Wednesday May 3, 2000

MANIKA NAIDOO

A study that found children were better off in formal child care than when they were left with babysitters, relatives, friends or neighbors has angered family groups.

The nine-year study of 127 children up to the age of six found that informal care was likely to have a detrimental impact on children's emotional, social and academic development.

But the study, by New South Wales researchers, concluded that formal care provided in a government-regulated centre or family day-care scheme had no detrimental effects.

The national secretary of the Australian Families Association, Bill Muehlenberg, said yesterday the study was a ``slap in the face" for thousands of grandparents and relatives who cared for children.

Mr Muehlenberg said his three children, aged six to nine, had never spent time in formal child care, despite both parents working. They are cared for by his mother-in-law or a neighbor.

``I'd much rather have them with someone I know and trust than leave them with some stranger," he said.

Mr Muehlenberg disputed the study's finding that formal child care had no detrimental impact.

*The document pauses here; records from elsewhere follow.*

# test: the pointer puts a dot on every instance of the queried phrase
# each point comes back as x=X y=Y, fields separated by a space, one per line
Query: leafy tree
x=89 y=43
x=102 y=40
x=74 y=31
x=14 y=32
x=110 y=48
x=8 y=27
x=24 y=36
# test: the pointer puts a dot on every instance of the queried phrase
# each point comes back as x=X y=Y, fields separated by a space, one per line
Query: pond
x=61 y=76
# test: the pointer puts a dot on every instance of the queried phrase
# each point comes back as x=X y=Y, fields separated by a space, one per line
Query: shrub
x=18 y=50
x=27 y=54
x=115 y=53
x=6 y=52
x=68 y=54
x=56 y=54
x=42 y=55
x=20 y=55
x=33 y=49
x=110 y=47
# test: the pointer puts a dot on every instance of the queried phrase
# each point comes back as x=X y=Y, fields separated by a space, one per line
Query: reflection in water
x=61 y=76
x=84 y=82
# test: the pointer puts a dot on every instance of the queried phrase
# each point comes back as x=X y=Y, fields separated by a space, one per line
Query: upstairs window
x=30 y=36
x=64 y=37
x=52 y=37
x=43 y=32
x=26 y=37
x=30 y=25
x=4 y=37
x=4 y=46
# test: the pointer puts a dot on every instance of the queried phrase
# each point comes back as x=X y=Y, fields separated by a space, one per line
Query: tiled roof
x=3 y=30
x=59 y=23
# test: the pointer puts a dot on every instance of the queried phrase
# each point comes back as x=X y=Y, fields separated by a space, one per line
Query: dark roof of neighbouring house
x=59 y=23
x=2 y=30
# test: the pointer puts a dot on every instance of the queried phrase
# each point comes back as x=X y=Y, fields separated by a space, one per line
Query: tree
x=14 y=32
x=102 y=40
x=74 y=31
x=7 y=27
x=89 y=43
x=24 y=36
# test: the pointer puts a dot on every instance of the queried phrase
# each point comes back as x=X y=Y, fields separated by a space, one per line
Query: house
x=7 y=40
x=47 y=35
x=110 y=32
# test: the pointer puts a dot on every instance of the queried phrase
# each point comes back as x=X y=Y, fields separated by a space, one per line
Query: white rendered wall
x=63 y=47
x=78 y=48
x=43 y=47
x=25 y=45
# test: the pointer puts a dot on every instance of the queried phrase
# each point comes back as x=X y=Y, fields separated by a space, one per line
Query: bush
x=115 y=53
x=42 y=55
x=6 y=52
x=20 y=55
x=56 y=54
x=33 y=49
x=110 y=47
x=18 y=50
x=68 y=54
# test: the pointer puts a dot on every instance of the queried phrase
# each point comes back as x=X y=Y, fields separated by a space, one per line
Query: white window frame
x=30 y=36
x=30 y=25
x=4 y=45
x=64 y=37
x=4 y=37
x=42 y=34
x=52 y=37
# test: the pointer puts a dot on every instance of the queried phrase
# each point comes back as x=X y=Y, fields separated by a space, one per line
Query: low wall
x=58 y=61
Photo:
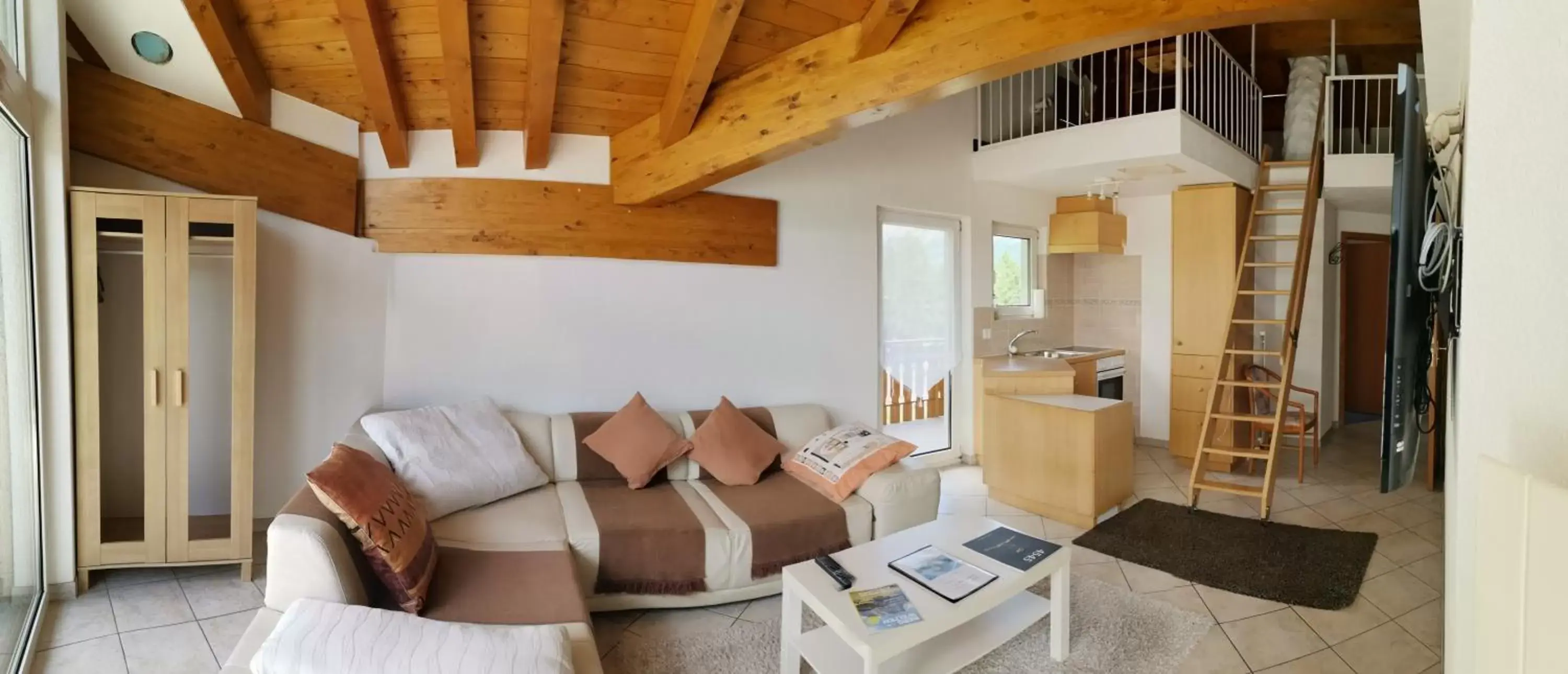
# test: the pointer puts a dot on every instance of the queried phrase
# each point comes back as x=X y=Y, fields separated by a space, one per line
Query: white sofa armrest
x=902 y=496
x=309 y=555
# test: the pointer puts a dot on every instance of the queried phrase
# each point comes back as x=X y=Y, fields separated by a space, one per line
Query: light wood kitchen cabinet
x=1208 y=236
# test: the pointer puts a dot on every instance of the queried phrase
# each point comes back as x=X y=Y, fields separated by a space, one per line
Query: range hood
x=1087 y=225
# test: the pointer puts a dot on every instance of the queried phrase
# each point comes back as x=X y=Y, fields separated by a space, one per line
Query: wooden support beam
x=882 y=24
x=244 y=74
x=457 y=54
x=546 y=24
x=708 y=35
x=124 y=121
x=77 y=40
x=557 y=218
x=378 y=77
x=811 y=93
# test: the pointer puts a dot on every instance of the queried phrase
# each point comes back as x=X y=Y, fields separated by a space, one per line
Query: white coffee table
x=949 y=637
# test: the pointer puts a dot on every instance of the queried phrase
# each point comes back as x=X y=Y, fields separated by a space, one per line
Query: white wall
x=1512 y=298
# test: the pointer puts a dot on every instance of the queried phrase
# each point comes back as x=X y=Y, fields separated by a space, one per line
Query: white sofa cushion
x=455 y=457
x=335 y=638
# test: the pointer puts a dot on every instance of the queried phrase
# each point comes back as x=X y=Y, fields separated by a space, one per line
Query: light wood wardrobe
x=164 y=300
x=1208 y=229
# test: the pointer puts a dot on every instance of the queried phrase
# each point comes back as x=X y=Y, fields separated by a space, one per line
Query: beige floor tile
x=1341 y=510
x=1109 y=574
x=1396 y=593
x=1371 y=522
x=1029 y=524
x=101 y=656
x=1272 y=638
x=676 y=623
x=1432 y=532
x=1144 y=579
x=70 y=621
x=1346 y=623
x=223 y=632
x=220 y=595
x=146 y=606
x=1214 y=654
x=1429 y=570
x=1230 y=607
x=173 y=649
x=1302 y=518
x=1387 y=649
x=1426 y=624
x=1404 y=548
x=1184 y=598
x=1322 y=662
x=763 y=610
x=1409 y=515
x=1379 y=565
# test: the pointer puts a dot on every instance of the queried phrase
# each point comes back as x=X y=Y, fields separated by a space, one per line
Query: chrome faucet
x=1012 y=347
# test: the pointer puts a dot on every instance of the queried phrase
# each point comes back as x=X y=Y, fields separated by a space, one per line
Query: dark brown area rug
x=1305 y=566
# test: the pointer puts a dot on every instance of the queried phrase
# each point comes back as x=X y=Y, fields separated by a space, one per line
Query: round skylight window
x=153 y=48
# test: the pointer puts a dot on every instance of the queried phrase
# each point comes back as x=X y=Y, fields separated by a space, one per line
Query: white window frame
x=1031 y=272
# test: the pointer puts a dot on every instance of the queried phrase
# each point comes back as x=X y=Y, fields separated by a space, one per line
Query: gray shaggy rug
x=1114 y=632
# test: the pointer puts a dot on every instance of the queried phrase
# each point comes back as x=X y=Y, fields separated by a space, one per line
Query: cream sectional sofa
x=534 y=559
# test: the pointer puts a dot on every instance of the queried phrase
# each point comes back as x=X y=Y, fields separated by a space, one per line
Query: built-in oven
x=1111 y=374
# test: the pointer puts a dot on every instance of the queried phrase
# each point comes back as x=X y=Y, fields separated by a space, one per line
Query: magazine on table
x=949 y=577
x=1013 y=549
x=883 y=609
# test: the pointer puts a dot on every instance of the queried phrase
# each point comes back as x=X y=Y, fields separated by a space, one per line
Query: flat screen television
x=1409 y=306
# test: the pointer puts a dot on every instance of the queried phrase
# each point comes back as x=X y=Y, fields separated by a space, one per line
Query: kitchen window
x=1013 y=269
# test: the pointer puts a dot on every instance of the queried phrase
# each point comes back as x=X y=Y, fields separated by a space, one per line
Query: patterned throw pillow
x=838 y=463
x=385 y=518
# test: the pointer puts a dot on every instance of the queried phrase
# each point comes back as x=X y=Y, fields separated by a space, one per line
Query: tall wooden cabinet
x=1208 y=231
x=164 y=300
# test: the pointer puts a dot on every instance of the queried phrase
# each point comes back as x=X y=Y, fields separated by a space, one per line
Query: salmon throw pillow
x=385 y=518
x=839 y=461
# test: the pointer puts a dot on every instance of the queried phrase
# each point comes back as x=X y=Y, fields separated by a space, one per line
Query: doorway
x=1363 y=325
x=919 y=328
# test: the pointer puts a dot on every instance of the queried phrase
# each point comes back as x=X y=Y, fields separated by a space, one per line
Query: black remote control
x=836 y=573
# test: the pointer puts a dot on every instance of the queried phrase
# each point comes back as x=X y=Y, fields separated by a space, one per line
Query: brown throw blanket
x=789 y=521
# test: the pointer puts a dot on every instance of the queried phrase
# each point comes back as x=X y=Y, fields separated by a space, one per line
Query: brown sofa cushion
x=731 y=447
x=385 y=518
x=637 y=443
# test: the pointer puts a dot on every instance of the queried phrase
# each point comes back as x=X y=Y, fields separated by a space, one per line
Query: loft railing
x=1358 y=115
x=1191 y=73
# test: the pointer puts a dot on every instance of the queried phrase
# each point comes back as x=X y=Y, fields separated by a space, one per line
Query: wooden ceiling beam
x=132 y=124
x=457 y=54
x=378 y=76
x=882 y=24
x=222 y=30
x=77 y=40
x=546 y=24
x=811 y=93
x=708 y=35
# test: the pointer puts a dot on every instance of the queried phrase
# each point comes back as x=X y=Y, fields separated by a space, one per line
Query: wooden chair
x=1297 y=419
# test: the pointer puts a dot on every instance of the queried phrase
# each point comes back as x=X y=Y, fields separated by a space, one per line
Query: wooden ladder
x=1231 y=353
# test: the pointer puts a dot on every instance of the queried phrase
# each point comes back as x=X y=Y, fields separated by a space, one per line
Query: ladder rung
x=1252 y=352
x=1236 y=452
x=1242 y=417
x=1250 y=385
x=1238 y=490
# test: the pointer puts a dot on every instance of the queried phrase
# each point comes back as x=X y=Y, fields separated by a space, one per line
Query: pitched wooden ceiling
x=615 y=62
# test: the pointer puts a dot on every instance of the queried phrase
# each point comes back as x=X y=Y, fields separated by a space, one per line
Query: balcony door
x=919 y=328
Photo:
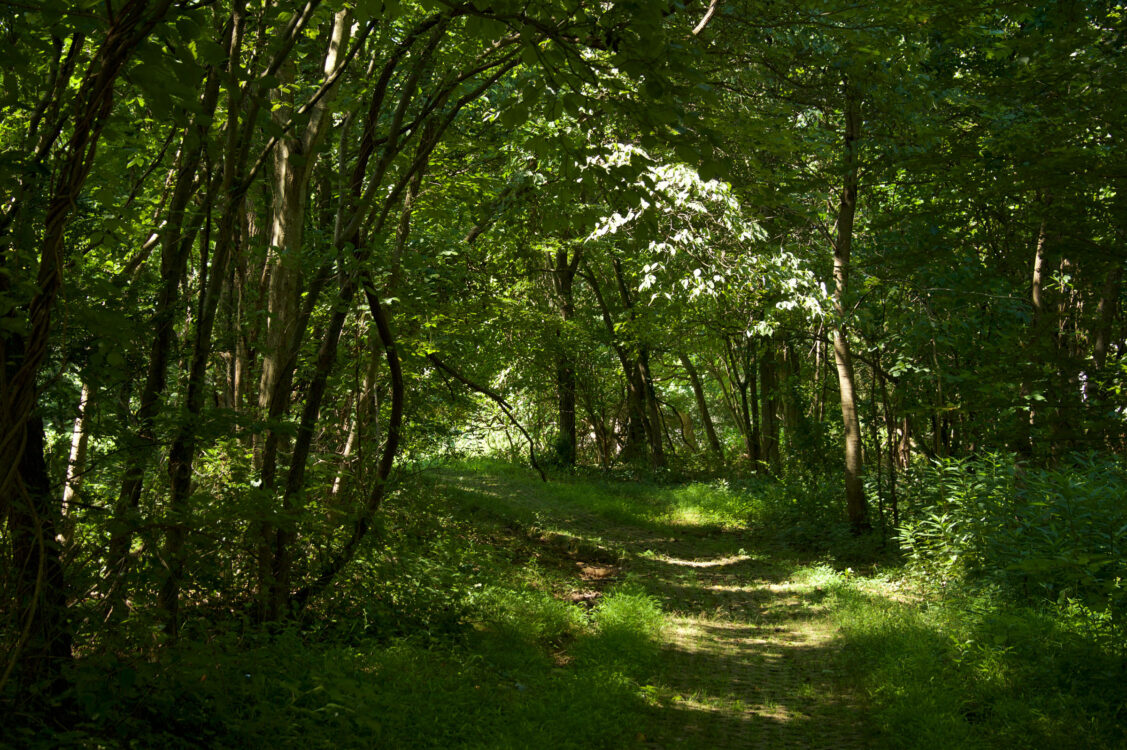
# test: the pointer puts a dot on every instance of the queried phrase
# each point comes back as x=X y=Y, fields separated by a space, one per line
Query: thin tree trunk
x=694 y=380
x=76 y=460
x=854 y=488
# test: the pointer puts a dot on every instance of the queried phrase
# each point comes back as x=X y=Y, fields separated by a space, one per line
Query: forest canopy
x=263 y=259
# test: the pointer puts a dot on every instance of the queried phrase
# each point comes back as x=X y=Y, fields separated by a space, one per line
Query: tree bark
x=694 y=380
x=854 y=490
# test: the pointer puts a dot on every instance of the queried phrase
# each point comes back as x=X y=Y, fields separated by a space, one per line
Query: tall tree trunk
x=76 y=459
x=176 y=241
x=562 y=278
x=854 y=488
x=702 y=405
x=769 y=385
x=33 y=514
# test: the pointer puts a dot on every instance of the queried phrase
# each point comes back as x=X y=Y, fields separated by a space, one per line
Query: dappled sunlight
x=719 y=562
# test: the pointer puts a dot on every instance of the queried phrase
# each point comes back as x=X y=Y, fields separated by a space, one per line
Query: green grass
x=965 y=670
x=462 y=627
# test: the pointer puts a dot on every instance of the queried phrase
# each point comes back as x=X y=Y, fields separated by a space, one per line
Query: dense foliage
x=861 y=264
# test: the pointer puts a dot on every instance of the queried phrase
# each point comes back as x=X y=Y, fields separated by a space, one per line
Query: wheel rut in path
x=747 y=659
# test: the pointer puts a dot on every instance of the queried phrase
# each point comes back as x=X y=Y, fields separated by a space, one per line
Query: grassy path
x=747 y=658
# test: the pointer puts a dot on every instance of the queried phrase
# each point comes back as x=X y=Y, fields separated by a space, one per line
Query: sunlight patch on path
x=719 y=562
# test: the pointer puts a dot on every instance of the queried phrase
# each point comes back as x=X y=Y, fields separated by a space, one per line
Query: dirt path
x=747 y=659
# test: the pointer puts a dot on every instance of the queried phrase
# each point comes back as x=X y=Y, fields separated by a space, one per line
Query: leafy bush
x=1056 y=534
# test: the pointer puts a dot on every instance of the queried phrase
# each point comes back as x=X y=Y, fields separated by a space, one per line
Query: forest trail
x=748 y=650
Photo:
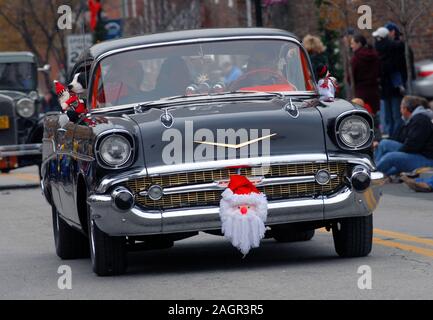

The study - the first of its kind in Australia - also found that children cared for by a parent made the best academic adjustment to school.

But one of the study's authors, Linda Harrison - a senior lecturer in early childhood at Charles Sturt University - said this was not significant. The issue was not where or by whom children were cared for, but the quality of that care.

Dr Harrison said it was nonsense to suggest that parents abandon informal child care because of the study's findings. What was needed was government support to improve the quality of informal child care.

``This data is saying that we need to give informal care just as much attention as we give formal child care," she said.

This could be achieved by accrediting informal carers, such as grandparents, and educating them about child development.

``It would be a self-study process where people learn about how they might improve the child care they provide," Dr Harrison said.

Ann Sanson, a senior researcher at the Australian Institute of Family Studies, said she was surprised by the study's negative findings on the effects of informal care.

Dr Sanson said government cutbacks to child-care rebates meant many parents could not afford formal services.